29 – Enfrentar a pobreza não é sinônimo de enfrentar os pobres.

O desenvolvimento urbano fica suficientemente efetivo quando, presente em todo o território urbano, é tangível a todas as pessoas que vivem nesse território. Não há desenvolvimento urbano efetivo quando ocorrem a pobreza e a exclusão. Mesmo que a definição do termo “pobreza” seja passível de debates e possa variar conforme recortes territoriais e temporais, a ocorrência da pobreza inviabiliza o reconhecimento da plenitude do desenvolvimento urbano. Ainda que as feições do termo “exclusão” venham a ser distinguidas das exclusividades socialmente aceitas recorrentemente promovidas dentre as dinâmicas econômicas, a efetividade do desenvolvimento urbano fica limitada pela seletividade que desfavorece o acesso ao uso de espaços, bens e serviços públicos, sejam ruas, travessas, parques, praças, áreas verdes, corpos d’água, estabelecimentos de assistência à saúde, equipamentos para práticas esportivas, lazer etc..

O enfrentamento da pobreza não é sinônimo do enfrentamento dos pobres. O enfrentamento da pobreza depende da conjugação de ações de pessoas, segmentos sociais, agentes urbanos, e não abrange aversão a pessoas em situação de pobreza. O enfrentamento dos pobres decorre dessa aversão e pode ser representado pelo termo “aporofobia” e, ao menos, pelas expressões “arquitetura hostil” e “arquitetura antipobre”. Reportagens jornalísticas ecoam esse termo e essas expressões: https://www.bbc.com/portuguese/brasil-59898188, de 06/01/2022; https://noticias.uol.com.br/cotidiano/ultimas-noticias/2022/08/09/aporofobia-10-exemplos-para-nao-seguir.htm, 09/08/2022; e https://blog.archtrends.com/aporofobia/, de 08/11/2023.

Considerando que pessoas em situação de rua exemplificam pessoas em situação de pobreza, fica possível perceber feições dessa arquitetura nos espaços arquitetônicos e urbanos: gotejamento intencional sobre calçadas; gotejamento intencional sob marquises; aspersores de água que extrapolam intencionalmente jardins e canteiros; pedras e pedregulhos sob marquises e/ou sobre muretas; estacas e espículas sobre muretas e/ou entre bancos. Não afasto o reconhecimento da aplicabilidade das expressões “urbanismo hostil” e “urbanismo antipobre”, as quais poderiam ser representadas por fragmentos e/ou porções do território urbano seletivamente acessíveis, de maneira a serem intangíveis às pessoas em situação de rua. Esses fragmentos e/ou essas porções territoriais são, além, intangíveis a pessoas que não se encontram em situação de rua e/ou pobreza.

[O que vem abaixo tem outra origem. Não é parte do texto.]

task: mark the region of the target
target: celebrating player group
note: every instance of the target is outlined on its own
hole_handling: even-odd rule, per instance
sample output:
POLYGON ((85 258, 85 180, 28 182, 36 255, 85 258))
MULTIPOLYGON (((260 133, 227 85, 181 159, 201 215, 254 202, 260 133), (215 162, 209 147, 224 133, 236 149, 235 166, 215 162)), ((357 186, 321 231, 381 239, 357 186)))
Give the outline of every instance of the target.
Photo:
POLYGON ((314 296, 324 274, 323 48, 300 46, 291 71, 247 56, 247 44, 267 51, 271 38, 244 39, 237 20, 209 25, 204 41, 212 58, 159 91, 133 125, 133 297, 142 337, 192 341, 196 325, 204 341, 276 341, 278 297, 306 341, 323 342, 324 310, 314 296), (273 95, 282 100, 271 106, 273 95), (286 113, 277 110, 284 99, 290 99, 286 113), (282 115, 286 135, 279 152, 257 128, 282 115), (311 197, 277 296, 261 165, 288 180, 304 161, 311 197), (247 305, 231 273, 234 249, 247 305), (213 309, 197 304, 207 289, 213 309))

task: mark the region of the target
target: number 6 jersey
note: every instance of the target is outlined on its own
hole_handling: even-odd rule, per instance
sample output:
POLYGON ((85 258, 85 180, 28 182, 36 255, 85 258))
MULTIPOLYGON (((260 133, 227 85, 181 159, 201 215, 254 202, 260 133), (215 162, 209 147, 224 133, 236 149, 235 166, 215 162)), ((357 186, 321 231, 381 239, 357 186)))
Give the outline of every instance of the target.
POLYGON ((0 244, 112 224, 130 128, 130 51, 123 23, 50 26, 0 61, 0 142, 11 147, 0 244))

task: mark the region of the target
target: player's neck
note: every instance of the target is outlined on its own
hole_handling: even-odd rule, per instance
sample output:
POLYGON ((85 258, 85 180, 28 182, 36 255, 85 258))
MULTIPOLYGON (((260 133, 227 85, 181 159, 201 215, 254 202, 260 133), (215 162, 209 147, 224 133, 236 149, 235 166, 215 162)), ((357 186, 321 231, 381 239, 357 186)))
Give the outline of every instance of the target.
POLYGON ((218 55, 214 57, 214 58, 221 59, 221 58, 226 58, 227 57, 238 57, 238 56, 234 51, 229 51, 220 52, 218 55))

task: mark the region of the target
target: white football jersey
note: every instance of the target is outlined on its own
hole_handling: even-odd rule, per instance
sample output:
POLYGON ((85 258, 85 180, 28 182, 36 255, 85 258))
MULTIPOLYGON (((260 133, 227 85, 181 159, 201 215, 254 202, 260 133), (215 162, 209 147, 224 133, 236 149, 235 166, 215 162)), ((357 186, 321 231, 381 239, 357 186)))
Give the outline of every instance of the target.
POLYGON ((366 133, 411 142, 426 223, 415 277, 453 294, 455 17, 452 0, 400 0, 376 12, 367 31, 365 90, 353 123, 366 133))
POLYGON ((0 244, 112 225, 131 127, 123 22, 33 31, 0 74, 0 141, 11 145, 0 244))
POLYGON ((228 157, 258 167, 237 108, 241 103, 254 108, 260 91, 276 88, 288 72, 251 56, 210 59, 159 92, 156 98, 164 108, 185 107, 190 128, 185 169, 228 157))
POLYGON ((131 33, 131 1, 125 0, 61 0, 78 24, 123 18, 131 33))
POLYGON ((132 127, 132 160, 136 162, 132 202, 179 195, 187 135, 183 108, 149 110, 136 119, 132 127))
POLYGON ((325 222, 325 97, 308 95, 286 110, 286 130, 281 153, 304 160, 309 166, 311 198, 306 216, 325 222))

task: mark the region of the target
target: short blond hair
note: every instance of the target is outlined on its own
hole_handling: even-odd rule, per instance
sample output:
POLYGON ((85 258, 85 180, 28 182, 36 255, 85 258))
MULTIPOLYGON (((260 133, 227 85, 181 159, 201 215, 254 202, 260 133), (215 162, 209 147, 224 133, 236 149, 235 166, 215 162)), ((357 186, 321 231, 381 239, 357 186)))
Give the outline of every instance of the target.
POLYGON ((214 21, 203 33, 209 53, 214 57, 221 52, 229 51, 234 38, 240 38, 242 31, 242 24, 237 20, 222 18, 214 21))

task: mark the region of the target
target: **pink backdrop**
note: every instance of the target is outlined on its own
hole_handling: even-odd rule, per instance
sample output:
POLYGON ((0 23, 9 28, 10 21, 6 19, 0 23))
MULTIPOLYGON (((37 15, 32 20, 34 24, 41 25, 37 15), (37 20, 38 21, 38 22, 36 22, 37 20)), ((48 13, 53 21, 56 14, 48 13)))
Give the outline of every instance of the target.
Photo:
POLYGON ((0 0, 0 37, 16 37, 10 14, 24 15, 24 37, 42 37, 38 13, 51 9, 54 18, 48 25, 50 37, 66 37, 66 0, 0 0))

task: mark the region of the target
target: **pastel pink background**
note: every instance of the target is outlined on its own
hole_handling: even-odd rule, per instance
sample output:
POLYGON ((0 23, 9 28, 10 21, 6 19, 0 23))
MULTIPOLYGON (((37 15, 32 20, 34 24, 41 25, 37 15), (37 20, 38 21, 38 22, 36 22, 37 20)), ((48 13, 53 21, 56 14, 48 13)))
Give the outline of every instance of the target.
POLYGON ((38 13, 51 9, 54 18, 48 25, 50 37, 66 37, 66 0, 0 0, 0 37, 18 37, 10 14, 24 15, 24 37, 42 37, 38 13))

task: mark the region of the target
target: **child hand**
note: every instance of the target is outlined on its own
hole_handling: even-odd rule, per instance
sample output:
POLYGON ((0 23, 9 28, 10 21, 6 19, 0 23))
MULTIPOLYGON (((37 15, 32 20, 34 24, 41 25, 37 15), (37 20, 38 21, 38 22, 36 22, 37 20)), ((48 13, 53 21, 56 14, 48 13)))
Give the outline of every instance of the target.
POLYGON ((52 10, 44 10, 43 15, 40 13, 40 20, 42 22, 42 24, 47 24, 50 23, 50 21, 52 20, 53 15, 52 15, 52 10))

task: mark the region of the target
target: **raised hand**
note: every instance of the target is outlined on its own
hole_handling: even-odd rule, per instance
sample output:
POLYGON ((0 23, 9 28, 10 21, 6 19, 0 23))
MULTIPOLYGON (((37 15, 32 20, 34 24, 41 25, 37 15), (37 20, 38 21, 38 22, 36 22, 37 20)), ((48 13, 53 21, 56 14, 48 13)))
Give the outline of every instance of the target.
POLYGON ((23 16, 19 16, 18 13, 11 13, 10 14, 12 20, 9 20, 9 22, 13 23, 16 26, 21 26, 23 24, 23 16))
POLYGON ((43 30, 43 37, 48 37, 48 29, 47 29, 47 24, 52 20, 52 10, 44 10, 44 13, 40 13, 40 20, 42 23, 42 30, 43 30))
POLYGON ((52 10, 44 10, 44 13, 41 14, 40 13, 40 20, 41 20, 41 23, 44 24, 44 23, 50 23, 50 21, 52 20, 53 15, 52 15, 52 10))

O enfrentamento da pobreza é multidisciplinar e transversalizado. É necessária a coleta periódica de resíduos sólidos urbanos para que sejam reduzidos riscos à saúde humana. É pertinente a promoção de níveis de instrução para que trabalhos e serviços possam ser organizados e cumpridos. É relevante alguma infraestrutura de mobilidade e/ou transporte para que estudos, lazeres e trabalhos sejam alcançáveis. Em linguajar curto e, mesmo, coloquial, “como proceder perante a pobreza é questão de políticas públicas” e “como proceder perante o pobre é questão de foro íntimo”.